5 Common Password Manager Mistakes

1. Staying Logged In

The master password is the most important element protecting your vault. However, your master password won’t help you if you’re already logged in.

For example, let’s say you’re using your laptop at a café and step away for a minute to go to the bathroom. If your password manager keeps you logged in, someone could walk up and steal everything in your vault.

Every password manager is different, but you should be able to adjust this setting to make your vault more secure. It’s a good idea to have the password manager log you out if you’re ever inactive for more than a few minutes. Even if it’s inconvenient to repeatedly enter your password, it’s still worth reducing the risk of unauthorized access.

2. Using a Weak Master Password

Password managers can make your information more secure, but they also put even more pressure on a single password. Your master password controls access to your entire vault, so it’s crucial to use a strong password that won’t be easy to guess or crack in a brute-force attack.

Fortunately, the master password is also the only thing you need to remember. You should figure out something complex that’s different from the rest of the passwords you use.

Repeats or variations of existing passwords should be off-limits. We also recommend checking to see whether your password has previously been exposed in a data breach. Check out our guide to creating strong passwords for more information.

3. Reusing Passwords

Because your vault is secure doesn’t always mean your passwords are safe. Password managers can only help guard against certain types of attacks. For example, there’s nothing you can do to stop websites from experiencing a data breach. A breach could expose your password regardless of how strong or complex it is.

Naturally, using the same password for more than one account increases the risk of a breach. The more times you reuse an identical password, the more you lose if that password is guessed or stolen. Since there’s no way to predict when a breach might happen, it’s critical to proactively safeguard your information.

Despite this clear security risk, roughly two-thirds of all internet users reuse passwords across some or all of their accounts. If you’re in that group, you should switch to unique passwords as soon as possible — particularly for bank accounts and other accounts with personal information.

One of the key benefits of a password manager is that you don’t have to remember each of your passwords, and using the same passwords multiple times is dangerous. If each password is unique, hackers can only get your password for one account at a time.

4. Leaving Two-factor Authentication Off

Using a strong password makes your account safer, but you should still enable two-factor authentication (2FA) for even more security. With 2FA, you’ll need something other than the password (a second factor) to access your account.

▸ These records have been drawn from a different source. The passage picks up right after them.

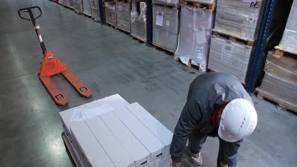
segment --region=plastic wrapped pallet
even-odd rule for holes
[[[211,36],[208,68],[225,72],[245,83],[252,47],[224,38]]]
[[[91,0],[92,18],[95,21],[100,20],[99,4],[98,0]]]
[[[104,3],[105,6],[105,20],[106,23],[116,27],[116,9],[115,2],[109,2]]]
[[[175,52],[179,33],[180,10],[153,5],[153,44]]]
[[[73,0],[73,7],[75,11],[77,13],[80,13],[84,12],[83,0]]]
[[[283,32],[279,47],[297,54],[297,1],[293,2],[288,21]]]
[[[131,32],[131,2],[124,3],[116,2],[117,28],[128,33]]]
[[[175,55],[185,64],[198,66],[204,72],[207,68],[214,12],[182,6],[177,50]]]
[[[214,28],[245,40],[256,40],[265,0],[217,0]]]
[[[160,4],[167,7],[177,7],[180,0],[153,0],[153,4]]]
[[[83,0],[83,6],[84,7],[84,12],[83,13],[88,16],[92,16],[91,0]]]
[[[140,11],[140,14],[137,11]],[[146,42],[146,4],[132,1],[131,34],[134,37]]]
[[[265,98],[297,112],[297,58],[294,56],[276,58],[269,52],[264,75],[256,91]]]
[[[60,0],[59,3],[67,7],[73,7],[73,0]]]

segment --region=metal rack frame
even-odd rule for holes
[[[250,95],[254,93],[256,84],[258,81],[258,75],[260,70],[262,70],[261,67],[263,61],[264,51],[276,4],[276,0],[267,0],[265,3],[247,84],[246,90]]]

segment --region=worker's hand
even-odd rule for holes
[[[228,164],[225,164],[222,162],[219,162],[219,167],[228,167]]]
[[[180,167],[180,162],[173,162],[172,167]]]

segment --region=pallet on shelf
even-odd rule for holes
[[[199,2],[199,1],[192,2],[191,1],[181,0],[180,2],[180,5],[181,6],[187,5],[193,7],[193,8],[203,8],[206,7],[207,8],[207,9],[210,11],[215,11],[216,7],[216,4],[215,3],[207,3],[202,1]]]
[[[133,34],[130,34],[130,38],[134,39],[134,40],[137,41],[139,43],[142,44],[145,44],[146,43],[146,40],[141,40],[135,37],[134,37],[134,36],[133,36]]]
[[[280,46],[277,46],[274,47],[275,51],[273,54],[273,56],[276,58],[280,58],[286,54],[294,54],[297,55],[297,53],[295,53],[293,51],[284,48]]]
[[[213,29],[212,30],[213,32],[214,35],[224,36],[225,38],[228,37],[229,40],[231,41],[242,42],[243,42],[246,45],[253,46],[255,43],[255,41],[254,40],[251,40],[235,34],[229,34],[229,33],[227,33],[221,31],[218,31],[215,29]]]
[[[81,164],[79,162],[79,160],[78,159],[78,158],[76,156],[76,154],[73,152],[73,150],[72,150],[71,146],[70,145],[70,143],[67,139],[66,136],[65,136],[65,133],[64,133],[64,132],[62,132],[61,136],[62,137],[62,139],[63,139],[63,141],[64,142],[64,145],[65,145],[66,151],[68,153],[68,156],[70,156],[69,158],[70,158],[71,162],[72,162],[72,164],[73,165],[73,166],[75,164],[76,166],[81,167]],[[74,163],[74,164],[73,164],[73,163]]]

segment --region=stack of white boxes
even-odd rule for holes
[[[131,32],[131,1],[126,3],[116,1],[117,28],[127,32]]]
[[[213,28],[214,12],[206,9],[182,6],[178,47],[175,56],[186,64],[190,63],[204,72]]]
[[[113,110],[82,121],[73,111],[108,104]],[[83,166],[171,166],[172,133],[137,103],[114,95],[60,112],[64,132]]]
[[[246,82],[253,47],[246,44],[257,39],[265,2],[217,1],[214,31],[222,35],[211,38],[209,69],[231,73],[242,82]],[[224,35],[239,42],[223,37]]]
[[[116,7],[115,2],[104,3],[105,6],[105,20],[106,23],[116,27]]]
[[[174,53],[179,33],[179,0],[154,0],[153,3],[153,44]]]
[[[139,11],[139,13],[137,11]],[[131,10],[131,35],[146,42],[146,4],[132,0]]]

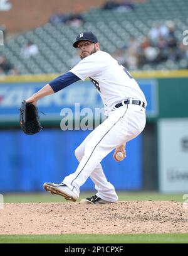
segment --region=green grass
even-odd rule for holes
[[[188,234],[0,235],[0,243],[187,243]]]
[[[175,201],[183,202],[182,194],[160,194],[153,192],[117,192],[119,201]],[[95,192],[81,192],[78,201],[88,196],[93,196]],[[5,194],[4,203],[50,203],[50,202],[66,202],[66,200],[60,196],[51,195],[48,192],[34,194]]]

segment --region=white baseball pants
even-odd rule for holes
[[[116,202],[115,188],[108,182],[100,162],[117,147],[138,136],[145,127],[145,109],[138,105],[127,104],[110,112],[108,118],[76,149],[80,164],[75,172],[66,176],[63,182],[79,197],[80,187],[90,177],[97,196]]]

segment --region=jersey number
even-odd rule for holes
[[[98,82],[97,82],[95,80],[93,79],[93,78],[89,77],[90,81],[93,82],[94,86],[96,87],[98,91],[100,92],[100,87],[99,87],[99,84]]]

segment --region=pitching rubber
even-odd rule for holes
[[[50,192],[52,194],[57,194],[59,196],[63,196],[63,198],[65,198],[66,200],[71,201],[73,202],[76,202],[76,199],[67,195],[65,192],[63,192],[61,191],[58,191],[58,189],[56,189],[55,187],[51,186],[50,185],[44,184],[44,189],[46,190],[46,191]]]

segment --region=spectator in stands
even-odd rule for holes
[[[4,24],[0,25],[0,30],[2,31],[3,33],[3,40],[4,42],[5,42],[6,40],[6,33],[7,33],[6,26]]]
[[[38,46],[31,41],[28,41],[21,51],[21,55],[23,58],[28,58],[31,56],[37,55],[39,52]]]
[[[6,56],[0,56],[0,75],[17,75],[18,71],[8,60]]]
[[[102,9],[103,10],[112,10],[117,8],[118,4],[114,0],[108,0],[102,6]]]
[[[84,23],[84,19],[80,13],[77,11],[70,14],[66,20],[66,23],[75,27],[79,27]]]
[[[132,0],[123,0],[118,4],[116,9],[118,11],[128,11],[130,10],[133,10],[135,6]]]
[[[55,13],[50,17],[50,22],[53,25],[65,23],[67,21],[67,17],[63,13],[56,11]]]

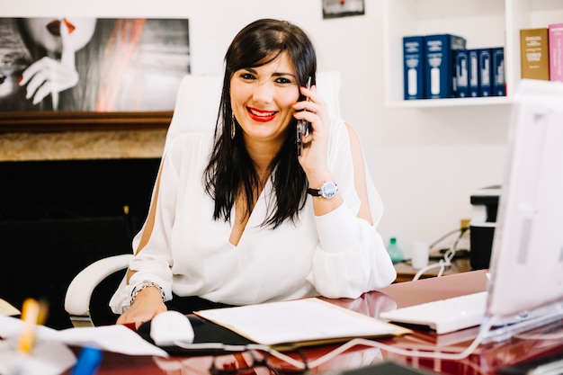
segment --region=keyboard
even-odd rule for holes
[[[447,334],[480,325],[485,318],[487,291],[425,302],[380,314],[395,323],[427,326]]]

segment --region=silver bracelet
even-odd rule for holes
[[[142,290],[148,288],[148,287],[156,288],[158,291],[160,291],[160,297],[162,297],[162,301],[165,302],[166,300],[166,297],[165,295],[165,290],[160,285],[158,285],[157,283],[154,281],[143,281],[140,284],[137,285],[135,288],[133,288],[133,290],[131,291],[130,305],[132,305],[133,302],[135,302],[135,299],[137,298],[139,293],[140,293]]]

2FA usually goes through a designated device, such as your smartphone or a physical security key. The main advantage of 2FA is that a hacker would have to steal two different things to log in. It’s unlikely that anyone compromises your master password, but it’s always better to be safe than sorry.

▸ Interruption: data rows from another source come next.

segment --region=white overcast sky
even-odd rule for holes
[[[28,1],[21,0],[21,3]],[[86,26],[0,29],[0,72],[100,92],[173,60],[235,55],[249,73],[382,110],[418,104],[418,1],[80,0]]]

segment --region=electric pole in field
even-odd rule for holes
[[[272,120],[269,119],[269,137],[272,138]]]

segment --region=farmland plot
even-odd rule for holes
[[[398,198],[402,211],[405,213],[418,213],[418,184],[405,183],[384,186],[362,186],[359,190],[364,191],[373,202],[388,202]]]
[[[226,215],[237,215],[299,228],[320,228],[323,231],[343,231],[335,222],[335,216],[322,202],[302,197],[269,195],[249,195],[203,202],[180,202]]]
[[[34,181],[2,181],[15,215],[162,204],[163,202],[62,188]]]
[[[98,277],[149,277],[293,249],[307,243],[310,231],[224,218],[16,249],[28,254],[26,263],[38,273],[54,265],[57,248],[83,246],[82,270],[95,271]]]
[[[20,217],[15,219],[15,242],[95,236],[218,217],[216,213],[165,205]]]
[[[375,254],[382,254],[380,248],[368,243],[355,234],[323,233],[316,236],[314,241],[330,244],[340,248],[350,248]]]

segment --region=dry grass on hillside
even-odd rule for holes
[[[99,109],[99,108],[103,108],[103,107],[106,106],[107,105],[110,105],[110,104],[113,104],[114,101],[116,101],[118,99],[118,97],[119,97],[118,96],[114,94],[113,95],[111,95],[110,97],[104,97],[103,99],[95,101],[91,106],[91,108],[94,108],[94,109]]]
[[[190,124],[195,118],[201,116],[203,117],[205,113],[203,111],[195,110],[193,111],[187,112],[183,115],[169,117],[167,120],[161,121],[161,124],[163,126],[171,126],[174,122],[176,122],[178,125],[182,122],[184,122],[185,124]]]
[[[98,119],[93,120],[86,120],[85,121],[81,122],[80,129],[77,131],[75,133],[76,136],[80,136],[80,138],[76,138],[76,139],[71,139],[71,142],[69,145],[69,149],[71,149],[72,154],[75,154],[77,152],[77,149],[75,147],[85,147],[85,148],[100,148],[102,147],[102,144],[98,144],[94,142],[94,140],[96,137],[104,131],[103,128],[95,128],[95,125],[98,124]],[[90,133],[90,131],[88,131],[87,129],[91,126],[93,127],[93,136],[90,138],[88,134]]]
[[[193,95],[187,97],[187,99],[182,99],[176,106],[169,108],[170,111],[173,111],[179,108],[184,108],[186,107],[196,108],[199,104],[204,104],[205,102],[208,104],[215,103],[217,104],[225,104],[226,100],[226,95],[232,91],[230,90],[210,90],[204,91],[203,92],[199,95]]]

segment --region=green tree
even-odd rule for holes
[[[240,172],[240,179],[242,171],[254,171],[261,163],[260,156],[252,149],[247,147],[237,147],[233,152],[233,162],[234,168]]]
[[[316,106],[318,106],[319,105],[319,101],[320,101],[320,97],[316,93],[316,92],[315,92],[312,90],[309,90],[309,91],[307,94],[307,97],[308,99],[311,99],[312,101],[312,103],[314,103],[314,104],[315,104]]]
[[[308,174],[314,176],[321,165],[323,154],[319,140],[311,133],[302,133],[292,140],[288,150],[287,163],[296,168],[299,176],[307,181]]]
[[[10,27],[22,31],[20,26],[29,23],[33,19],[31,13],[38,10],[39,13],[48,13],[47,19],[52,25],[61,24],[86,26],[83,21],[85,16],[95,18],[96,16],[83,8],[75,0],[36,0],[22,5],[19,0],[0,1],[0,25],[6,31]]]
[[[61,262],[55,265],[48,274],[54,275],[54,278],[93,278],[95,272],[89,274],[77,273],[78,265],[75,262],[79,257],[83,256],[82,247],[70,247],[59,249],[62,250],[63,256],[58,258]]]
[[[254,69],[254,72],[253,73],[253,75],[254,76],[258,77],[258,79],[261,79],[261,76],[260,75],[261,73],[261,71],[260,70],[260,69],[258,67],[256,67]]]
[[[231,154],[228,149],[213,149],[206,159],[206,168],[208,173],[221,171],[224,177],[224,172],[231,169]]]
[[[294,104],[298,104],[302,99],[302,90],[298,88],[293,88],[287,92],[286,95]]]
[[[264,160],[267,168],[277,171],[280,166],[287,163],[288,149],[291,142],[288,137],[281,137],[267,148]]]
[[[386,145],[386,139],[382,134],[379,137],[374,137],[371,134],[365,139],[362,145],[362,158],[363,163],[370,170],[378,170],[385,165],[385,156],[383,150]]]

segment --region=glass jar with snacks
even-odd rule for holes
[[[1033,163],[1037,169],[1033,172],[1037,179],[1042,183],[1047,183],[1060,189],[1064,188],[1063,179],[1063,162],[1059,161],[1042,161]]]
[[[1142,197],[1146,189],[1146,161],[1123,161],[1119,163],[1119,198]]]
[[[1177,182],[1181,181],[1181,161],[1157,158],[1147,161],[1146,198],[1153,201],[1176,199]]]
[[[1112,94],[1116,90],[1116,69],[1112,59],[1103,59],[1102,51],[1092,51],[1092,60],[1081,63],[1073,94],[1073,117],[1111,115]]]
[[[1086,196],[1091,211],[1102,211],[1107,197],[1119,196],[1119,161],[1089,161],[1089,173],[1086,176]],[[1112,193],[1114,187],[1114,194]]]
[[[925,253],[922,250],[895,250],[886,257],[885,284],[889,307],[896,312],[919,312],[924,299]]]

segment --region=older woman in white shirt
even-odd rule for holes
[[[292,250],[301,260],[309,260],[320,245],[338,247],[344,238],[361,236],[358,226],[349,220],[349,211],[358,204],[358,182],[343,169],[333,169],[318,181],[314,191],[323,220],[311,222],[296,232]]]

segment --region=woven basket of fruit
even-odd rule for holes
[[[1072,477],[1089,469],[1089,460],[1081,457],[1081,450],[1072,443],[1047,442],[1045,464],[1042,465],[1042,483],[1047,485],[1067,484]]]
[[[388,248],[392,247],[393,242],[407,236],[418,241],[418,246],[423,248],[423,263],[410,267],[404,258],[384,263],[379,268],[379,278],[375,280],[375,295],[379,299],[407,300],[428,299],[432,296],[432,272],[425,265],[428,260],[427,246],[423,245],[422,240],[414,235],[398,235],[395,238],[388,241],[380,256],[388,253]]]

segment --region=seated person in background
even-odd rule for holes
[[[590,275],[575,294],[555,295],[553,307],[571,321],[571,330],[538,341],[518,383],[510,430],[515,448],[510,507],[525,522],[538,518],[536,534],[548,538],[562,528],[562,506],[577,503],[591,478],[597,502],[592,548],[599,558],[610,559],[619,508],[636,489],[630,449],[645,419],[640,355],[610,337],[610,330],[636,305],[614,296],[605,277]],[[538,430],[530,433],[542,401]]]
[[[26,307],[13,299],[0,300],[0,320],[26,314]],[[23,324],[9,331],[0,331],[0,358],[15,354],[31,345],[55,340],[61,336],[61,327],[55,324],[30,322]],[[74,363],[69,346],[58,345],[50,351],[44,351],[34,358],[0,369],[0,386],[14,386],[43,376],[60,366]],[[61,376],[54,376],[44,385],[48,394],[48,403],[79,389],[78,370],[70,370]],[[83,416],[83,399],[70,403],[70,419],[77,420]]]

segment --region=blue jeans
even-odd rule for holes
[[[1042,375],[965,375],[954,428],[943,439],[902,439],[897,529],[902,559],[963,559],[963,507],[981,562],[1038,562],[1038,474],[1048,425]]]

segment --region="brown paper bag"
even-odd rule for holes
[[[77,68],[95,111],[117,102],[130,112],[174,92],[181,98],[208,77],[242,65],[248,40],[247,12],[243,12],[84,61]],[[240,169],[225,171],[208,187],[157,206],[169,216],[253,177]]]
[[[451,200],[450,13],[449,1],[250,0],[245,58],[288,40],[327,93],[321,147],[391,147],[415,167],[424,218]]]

If possible, you should avoid routing your 2FA notifications through email or short message service (SMS). While most users won’t have any problems, these confirmation messages are much easier for hackers to imitate compared to authenticator apps, security keys, and other channels.

5. Choosing Your Own Passwords

If your password manager is remembering passwords for you, you don’t need to come up with them yourself. Even if you try to use something new every time, you’ll inevitably end up falling back on the same tendencies — and you’ll also waste time that you could spend on other activities.

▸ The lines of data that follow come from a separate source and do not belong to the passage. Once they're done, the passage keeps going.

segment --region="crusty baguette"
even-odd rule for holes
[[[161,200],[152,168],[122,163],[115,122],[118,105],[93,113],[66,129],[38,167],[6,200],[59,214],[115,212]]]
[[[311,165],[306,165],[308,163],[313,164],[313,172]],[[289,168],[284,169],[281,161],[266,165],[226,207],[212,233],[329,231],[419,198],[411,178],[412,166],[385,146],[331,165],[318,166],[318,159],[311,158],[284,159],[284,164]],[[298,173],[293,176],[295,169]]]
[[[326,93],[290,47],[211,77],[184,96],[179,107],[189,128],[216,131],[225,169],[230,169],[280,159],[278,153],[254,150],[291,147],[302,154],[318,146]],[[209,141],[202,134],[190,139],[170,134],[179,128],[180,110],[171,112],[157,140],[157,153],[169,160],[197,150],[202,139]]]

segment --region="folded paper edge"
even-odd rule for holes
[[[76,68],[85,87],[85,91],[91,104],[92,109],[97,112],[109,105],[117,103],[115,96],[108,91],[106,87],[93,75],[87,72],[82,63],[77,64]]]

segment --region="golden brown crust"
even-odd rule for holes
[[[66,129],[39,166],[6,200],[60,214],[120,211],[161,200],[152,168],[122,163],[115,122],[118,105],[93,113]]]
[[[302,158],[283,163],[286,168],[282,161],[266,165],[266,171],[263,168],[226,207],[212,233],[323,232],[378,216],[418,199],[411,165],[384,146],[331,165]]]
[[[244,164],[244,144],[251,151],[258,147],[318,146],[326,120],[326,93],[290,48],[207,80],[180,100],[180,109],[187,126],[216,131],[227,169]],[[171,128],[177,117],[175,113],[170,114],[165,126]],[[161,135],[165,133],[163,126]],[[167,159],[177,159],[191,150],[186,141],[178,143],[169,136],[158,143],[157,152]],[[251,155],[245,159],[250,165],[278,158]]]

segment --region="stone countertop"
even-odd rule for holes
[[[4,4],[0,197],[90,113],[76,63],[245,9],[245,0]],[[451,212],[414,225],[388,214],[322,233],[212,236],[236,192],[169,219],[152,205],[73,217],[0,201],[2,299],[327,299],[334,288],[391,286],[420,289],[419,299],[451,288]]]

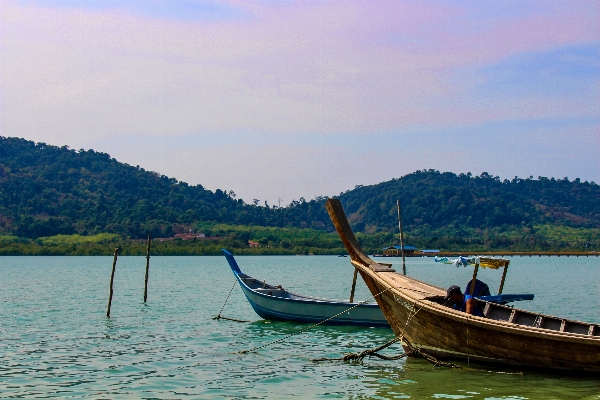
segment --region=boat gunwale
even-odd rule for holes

In 2023, all the major password managers come with built-in password generators. Just set the parameters, generate a new password, then copy and paste it into the password field. You’ll have a password that’s guaranteed to be unique, and you can adjust the settings easily based on your preferences.

What Are the Top Password Managers?

Every user is looking for something different, so there’s no single best password manager for every situation. Still, we’ve found that a few providers stand out from the rest. We’ll cover some of our top picks here, but you should also check out our list of the best password managers of 2023 for more information.


1Password is a well-rounded password manager with a deep range of features, an intuitive design, and support for all major devices. It’s usually on the pricey end at $2.99 per month, paid annually, but we’ve seen it discounted for as little as $1.50 per month, paid annually.

While 1Password works well for individuals, it’s also a good choice for families and groups. You can get a family plan at $4.99 per month, paid annually, for up to five users, and extra users can be added for $1 each per month. As with the individual option, the family version has been discounted as much as 50%.


Dashlane is a little different than 1Password — instead of a single subscription tier with one set of features, Dashlane comes with both a free and paid option. The free version is less robust than 1Password while the paid alternative costs more and comes with a few additional features.

Some of the most important additions to Dashlane Premium include dark web monitoring, automatic password changer, and secure virtual private network (VPN). A VPN could run you several dollars per month on its own, which helps justify Dashlane’s price tag of $6.49 per month or $4.99 per month when paid annually.

Final Thoughts

In 2023, most internet users have more than just a few accounts. Without a reliable password manager, it would be almost impossible to keep track of strong, unique passwords for so many different apps and websites.

Password managers are deemed necessities in 2023. People don’t always know how to take full advantage of their password manager’s features. These tips help you make your vault as secure as possible and protect against a variety of common cybersecurity threats.